Тони подошел ко мне сзади и, приложив к шее ожерелье, быстро застегнул. Потом взял меня за плечи и повернул к зеркалу.
— Только посмотри, не ожерелье украшает тебя, а твоя красота подчеркивает его блеск. — Сияние камней согревало мне кожу, вызывая в животе знакомую возбуждающую дрожь. Тони погладил пальцами брильянты, и я задержала дыхание. Его голубые глаза ярко сверкали, не уступая блеску драгоценных камней.
— Спасибо, — сдавленно произнесла я. Он прижался губами к волосам у меня на макушке и закрыл глаза.
— От тебя пахнет жасмином. Это духи Джиллиан. Ли их тоже любила, — прошептал он.
— Я… они здесь стояли, поэтому…
— Я рад, — проговорил Тони. — Этот запах будит только приятные воспоминания. Не забудь, — добавил он и, взяв мою руку, положил на ладонь серьги. — И не задерживайся. Хочу приехать в театр пораньше, чтобы показаться с тобой в свете.
— Ах, Тони, пожалуйста…
— Жду тебя внизу, машина у дверей, — сказал Тони и вышел. Он словно помолодел на двадцать лет.
Я быстро вдела серьги и еще раз взглянула на себя в зеркало.
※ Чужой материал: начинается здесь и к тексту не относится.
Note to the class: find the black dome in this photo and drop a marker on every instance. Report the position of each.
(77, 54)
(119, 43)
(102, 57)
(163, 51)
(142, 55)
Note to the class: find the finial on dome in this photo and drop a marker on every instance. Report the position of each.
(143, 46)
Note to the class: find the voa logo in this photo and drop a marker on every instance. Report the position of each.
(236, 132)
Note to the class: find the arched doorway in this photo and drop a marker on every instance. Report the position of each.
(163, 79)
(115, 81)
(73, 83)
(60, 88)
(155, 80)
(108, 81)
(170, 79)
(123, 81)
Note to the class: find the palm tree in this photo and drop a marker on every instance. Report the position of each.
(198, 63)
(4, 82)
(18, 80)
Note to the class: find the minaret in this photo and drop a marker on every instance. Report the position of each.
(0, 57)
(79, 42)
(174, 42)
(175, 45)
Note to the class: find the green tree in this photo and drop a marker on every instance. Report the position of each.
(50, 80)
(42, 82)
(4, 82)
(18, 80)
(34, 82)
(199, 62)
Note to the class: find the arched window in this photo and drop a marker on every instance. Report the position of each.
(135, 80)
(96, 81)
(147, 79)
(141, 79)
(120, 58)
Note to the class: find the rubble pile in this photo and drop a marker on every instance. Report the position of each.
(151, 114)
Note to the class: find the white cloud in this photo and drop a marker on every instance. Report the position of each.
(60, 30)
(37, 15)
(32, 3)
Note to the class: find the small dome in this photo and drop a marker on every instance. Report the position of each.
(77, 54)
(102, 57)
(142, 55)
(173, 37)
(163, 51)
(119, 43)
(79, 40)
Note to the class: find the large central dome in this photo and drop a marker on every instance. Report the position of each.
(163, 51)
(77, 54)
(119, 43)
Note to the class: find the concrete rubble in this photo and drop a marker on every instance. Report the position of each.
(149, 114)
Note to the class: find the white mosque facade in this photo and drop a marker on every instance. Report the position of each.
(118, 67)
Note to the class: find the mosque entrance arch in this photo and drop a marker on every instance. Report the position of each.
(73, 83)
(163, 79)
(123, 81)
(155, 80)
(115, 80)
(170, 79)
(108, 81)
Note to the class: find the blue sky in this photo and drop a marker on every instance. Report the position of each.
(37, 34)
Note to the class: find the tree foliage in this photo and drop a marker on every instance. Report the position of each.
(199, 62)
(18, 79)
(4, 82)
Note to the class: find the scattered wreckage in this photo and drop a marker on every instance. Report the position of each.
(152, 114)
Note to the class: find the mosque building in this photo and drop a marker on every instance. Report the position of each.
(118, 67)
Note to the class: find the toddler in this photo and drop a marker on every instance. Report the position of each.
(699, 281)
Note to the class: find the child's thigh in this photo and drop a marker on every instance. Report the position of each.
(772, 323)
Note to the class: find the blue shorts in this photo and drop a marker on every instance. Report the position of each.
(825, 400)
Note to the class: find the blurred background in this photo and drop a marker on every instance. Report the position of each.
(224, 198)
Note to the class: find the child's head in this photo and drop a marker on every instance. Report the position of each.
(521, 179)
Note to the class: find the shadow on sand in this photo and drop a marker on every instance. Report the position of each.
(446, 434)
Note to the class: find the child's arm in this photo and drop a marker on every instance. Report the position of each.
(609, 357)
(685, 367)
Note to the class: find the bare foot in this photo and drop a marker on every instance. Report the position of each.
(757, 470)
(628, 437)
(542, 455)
Я чувствовала, что играю с огнем, разбудив в Тони воспоминания о моей матери, которая, если верить безумным речам Джиллиан, соблазнила его, чему, впрочем, он совсем не противился.
Но по сравнению с матерью я была не так молода и считала себя более опытной в отношении мужчин. Ничего неожиданного произойти не могло. Я держала себя в руках и знала, что собиралась просто немного развлечься. И ничего плохого не было в том, чтобы чувствовать себя красивой и знать, что тобой восхищаются. Ведь каждая женщина стремится быть в центре внимания.
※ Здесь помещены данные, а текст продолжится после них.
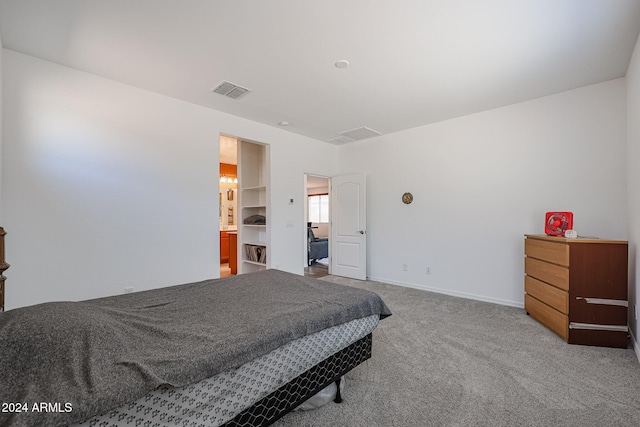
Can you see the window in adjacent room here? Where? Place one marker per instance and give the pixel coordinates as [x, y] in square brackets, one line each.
[319, 208]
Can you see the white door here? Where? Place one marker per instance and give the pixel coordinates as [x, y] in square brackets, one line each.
[348, 229]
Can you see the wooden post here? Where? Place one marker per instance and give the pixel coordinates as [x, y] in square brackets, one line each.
[3, 267]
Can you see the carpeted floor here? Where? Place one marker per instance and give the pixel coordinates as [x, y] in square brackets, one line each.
[447, 361]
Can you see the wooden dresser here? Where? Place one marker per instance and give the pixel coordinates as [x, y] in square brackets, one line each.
[3, 267]
[578, 288]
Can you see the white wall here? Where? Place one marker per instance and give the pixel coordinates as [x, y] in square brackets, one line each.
[633, 189]
[1, 84]
[480, 182]
[107, 186]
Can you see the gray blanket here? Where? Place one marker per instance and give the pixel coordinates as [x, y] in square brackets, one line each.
[84, 358]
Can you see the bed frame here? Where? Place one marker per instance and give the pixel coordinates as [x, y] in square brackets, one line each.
[294, 393]
[3, 267]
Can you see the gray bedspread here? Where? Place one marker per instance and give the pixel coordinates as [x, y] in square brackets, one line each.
[84, 358]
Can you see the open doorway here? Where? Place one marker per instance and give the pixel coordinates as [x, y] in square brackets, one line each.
[228, 211]
[318, 222]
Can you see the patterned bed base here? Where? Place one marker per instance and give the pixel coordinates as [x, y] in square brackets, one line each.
[289, 396]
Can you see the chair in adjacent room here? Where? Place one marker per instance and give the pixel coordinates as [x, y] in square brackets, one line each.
[317, 248]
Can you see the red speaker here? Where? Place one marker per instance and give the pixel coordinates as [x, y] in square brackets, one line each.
[556, 223]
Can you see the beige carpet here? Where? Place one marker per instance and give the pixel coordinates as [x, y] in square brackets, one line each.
[446, 361]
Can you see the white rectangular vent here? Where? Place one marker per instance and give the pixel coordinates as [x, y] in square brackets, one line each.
[230, 90]
[341, 140]
[360, 133]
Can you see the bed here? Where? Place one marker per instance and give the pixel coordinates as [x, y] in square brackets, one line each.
[238, 351]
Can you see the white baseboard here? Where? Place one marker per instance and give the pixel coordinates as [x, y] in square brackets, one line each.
[518, 304]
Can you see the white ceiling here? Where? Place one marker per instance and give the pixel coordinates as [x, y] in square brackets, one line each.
[412, 62]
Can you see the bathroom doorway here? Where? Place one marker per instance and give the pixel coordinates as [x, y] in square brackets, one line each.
[228, 214]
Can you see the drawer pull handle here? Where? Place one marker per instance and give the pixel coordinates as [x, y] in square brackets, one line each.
[618, 302]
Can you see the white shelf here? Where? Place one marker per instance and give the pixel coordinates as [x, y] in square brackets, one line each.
[253, 163]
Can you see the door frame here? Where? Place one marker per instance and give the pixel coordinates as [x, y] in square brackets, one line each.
[306, 215]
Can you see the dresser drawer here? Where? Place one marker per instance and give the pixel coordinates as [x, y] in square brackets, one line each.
[557, 253]
[548, 294]
[553, 274]
[553, 319]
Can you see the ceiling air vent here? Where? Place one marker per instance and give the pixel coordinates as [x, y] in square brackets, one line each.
[341, 140]
[359, 133]
[230, 90]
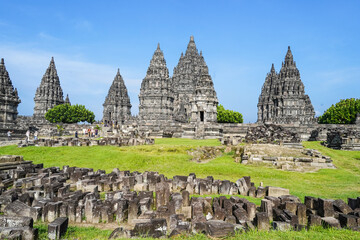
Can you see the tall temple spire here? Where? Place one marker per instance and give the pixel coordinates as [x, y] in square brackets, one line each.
[117, 107]
[191, 48]
[289, 59]
[67, 99]
[283, 99]
[187, 73]
[9, 98]
[272, 69]
[49, 93]
[156, 96]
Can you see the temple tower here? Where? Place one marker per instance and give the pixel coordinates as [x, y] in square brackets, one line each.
[67, 100]
[185, 81]
[283, 99]
[117, 107]
[49, 93]
[204, 102]
[9, 99]
[156, 95]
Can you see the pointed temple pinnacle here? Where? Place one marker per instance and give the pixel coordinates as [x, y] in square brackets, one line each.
[272, 68]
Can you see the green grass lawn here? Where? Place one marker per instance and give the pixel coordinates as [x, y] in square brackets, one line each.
[169, 157]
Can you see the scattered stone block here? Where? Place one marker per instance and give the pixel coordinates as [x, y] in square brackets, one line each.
[328, 222]
[58, 228]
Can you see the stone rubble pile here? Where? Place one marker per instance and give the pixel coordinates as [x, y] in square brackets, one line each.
[113, 141]
[271, 133]
[313, 161]
[149, 204]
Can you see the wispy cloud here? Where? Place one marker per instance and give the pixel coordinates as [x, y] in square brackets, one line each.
[86, 82]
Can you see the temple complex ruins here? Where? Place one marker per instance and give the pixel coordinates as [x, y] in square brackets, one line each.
[49, 93]
[283, 99]
[182, 105]
[9, 99]
[156, 95]
[117, 107]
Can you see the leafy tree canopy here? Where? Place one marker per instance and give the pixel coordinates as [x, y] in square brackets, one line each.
[228, 116]
[343, 112]
[66, 113]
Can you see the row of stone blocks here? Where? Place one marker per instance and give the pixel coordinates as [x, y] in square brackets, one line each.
[113, 141]
[50, 193]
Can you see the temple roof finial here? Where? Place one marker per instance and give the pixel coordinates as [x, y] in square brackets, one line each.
[272, 68]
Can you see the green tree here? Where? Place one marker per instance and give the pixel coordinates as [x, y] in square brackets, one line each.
[65, 113]
[343, 112]
[228, 116]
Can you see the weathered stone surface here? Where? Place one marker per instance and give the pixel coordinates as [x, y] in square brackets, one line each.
[348, 221]
[8, 97]
[156, 95]
[195, 97]
[49, 93]
[262, 221]
[117, 107]
[18, 208]
[281, 226]
[326, 208]
[277, 191]
[153, 228]
[330, 222]
[58, 228]
[283, 98]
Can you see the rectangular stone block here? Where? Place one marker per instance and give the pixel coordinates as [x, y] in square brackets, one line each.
[58, 228]
[277, 191]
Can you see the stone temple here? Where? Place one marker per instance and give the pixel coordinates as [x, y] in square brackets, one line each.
[9, 99]
[117, 107]
[49, 93]
[195, 96]
[156, 95]
[283, 99]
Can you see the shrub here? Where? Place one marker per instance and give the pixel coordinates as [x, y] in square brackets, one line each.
[343, 112]
[65, 113]
[228, 116]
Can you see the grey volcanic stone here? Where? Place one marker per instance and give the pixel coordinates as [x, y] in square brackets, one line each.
[283, 99]
[9, 99]
[58, 228]
[49, 93]
[195, 96]
[156, 95]
[117, 107]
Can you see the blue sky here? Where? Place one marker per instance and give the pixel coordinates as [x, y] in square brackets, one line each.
[239, 39]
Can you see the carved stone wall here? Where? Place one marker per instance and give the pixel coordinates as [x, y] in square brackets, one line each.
[117, 107]
[49, 93]
[9, 99]
[283, 99]
[156, 95]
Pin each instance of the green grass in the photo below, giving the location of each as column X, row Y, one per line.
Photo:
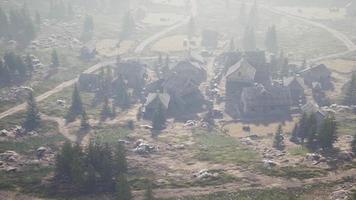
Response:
column 48, row 136
column 298, row 151
column 299, row 172
column 218, row 148
column 111, row 133
column 27, row 180
column 270, row 194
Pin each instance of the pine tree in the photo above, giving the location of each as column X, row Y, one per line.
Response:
column 128, row 26
column 33, row 118
column 84, row 123
column 327, row 133
column 121, row 96
column 4, row 23
column 55, row 59
column 350, row 96
column 88, row 29
column 120, row 159
column 249, row 40
column 312, row 132
column 303, row 128
column 38, row 20
column 271, row 40
column 123, row 191
column 278, row 142
column 353, row 145
column 76, row 107
column 242, row 15
column 294, row 137
column 232, row 47
column 159, row 118
column 191, row 28
column 105, row 111
column 148, row 193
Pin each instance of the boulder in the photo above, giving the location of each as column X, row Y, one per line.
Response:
column 4, row 133
column 340, row 195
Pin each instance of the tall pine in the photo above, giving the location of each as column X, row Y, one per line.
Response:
column 33, row 118
column 76, row 107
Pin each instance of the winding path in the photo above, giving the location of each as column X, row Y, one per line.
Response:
column 96, row 67
column 351, row 46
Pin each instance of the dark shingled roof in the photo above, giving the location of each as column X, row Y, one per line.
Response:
column 275, row 95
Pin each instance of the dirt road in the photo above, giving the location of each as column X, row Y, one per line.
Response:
column 335, row 33
column 96, row 67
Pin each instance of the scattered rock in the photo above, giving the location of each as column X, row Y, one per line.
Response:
column 205, row 174
column 269, row 164
column 340, row 195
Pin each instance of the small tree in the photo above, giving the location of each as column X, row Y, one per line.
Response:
column 148, row 193
column 120, row 159
column 84, row 123
column 271, row 40
column 123, row 190
column 105, row 111
column 76, row 107
column 33, row 118
column 191, row 28
column 327, row 133
column 303, row 127
column 55, row 59
column 294, row 137
column 159, row 118
column 350, row 96
column 353, row 145
column 88, row 29
column 278, row 142
column 312, row 132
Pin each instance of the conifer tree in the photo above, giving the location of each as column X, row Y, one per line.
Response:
column 128, row 26
column 84, row 123
column 120, row 159
column 148, row 193
column 123, row 190
column 33, row 118
column 353, row 145
column 232, row 47
column 350, row 96
column 191, row 28
column 294, row 137
column 76, row 107
column 159, row 118
column 55, row 59
column 303, row 128
column 88, row 29
column 327, row 133
column 249, row 40
column 278, row 142
column 312, row 132
column 105, row 111
column 271, row 40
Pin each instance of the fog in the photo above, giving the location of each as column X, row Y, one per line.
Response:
column 177, row 99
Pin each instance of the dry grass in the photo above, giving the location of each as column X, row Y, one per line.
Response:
column 314, row 13
column 340, row 65
column 235, row 129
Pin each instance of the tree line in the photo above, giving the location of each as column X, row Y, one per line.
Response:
column 17, row 24
column 315, row 134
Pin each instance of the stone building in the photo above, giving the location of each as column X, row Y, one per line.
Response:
column 260, row 101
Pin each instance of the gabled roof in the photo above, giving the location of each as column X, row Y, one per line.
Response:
column 320, row 69
column 164, row 98
column 313, row 108
column 245, row 71
column 294, row 82
column 260, row 96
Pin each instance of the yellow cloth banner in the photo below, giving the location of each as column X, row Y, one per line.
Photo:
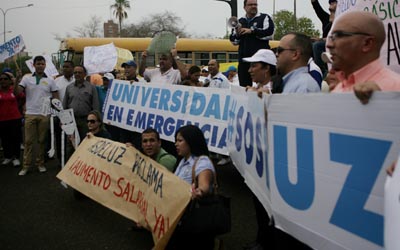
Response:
column 130, row 183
А может быть, грешно было так думать и любоваться собственным отражением? В этом и состояла трагедия Джиллиан, которая любила себя, свою красоту до такой степени, что захотела навсегда остаться молодой и прекрасной. Возможно, ее безумие стало расплатой за это желание. Не ждет ли и меня та же участь?
Достав шаль, я накинула ее на плечи, в последний раз бросив взгляд в зеркало. И в этот момент перед моим мысленным взором появилась одна из фотографий матери из ее альбома. Ее отца, Клива Ван Ворена, уже не было рядом. Джиллиан с ним развелась и вышла замуж за Тони, и теперь вместе с матерью на фото оказался двадцатилетний красавец Тони Таттертон. И казалось странным, что красивая, обычно сияющая улыбкой девушка, никогда раньше не испытывавшая смущения перед объективом фотоаппарата, на этот раз не могла изобразить на лице даже подобие улыбки. В глазах ее застыло беспокойство, точно такое, какое отразилось сейчас в моем зеркале. Что это было? Воспоминание о матери или я заглянула в собственное будущее? Изображение выглядело пророческим. Что же ждало меня впереди?
Но мне не хотелось позволять этим мыслям омрачить мое приподнятое настроение. Я рассмеялась, посчитав страхи плодом своего богатого воображения. И отголоски этого смеха постепенно растворились в глубине комнат, пополнив собой богатую коллекцию призрачных звуков, переполнявших замок Фартинггейл–Мэнор.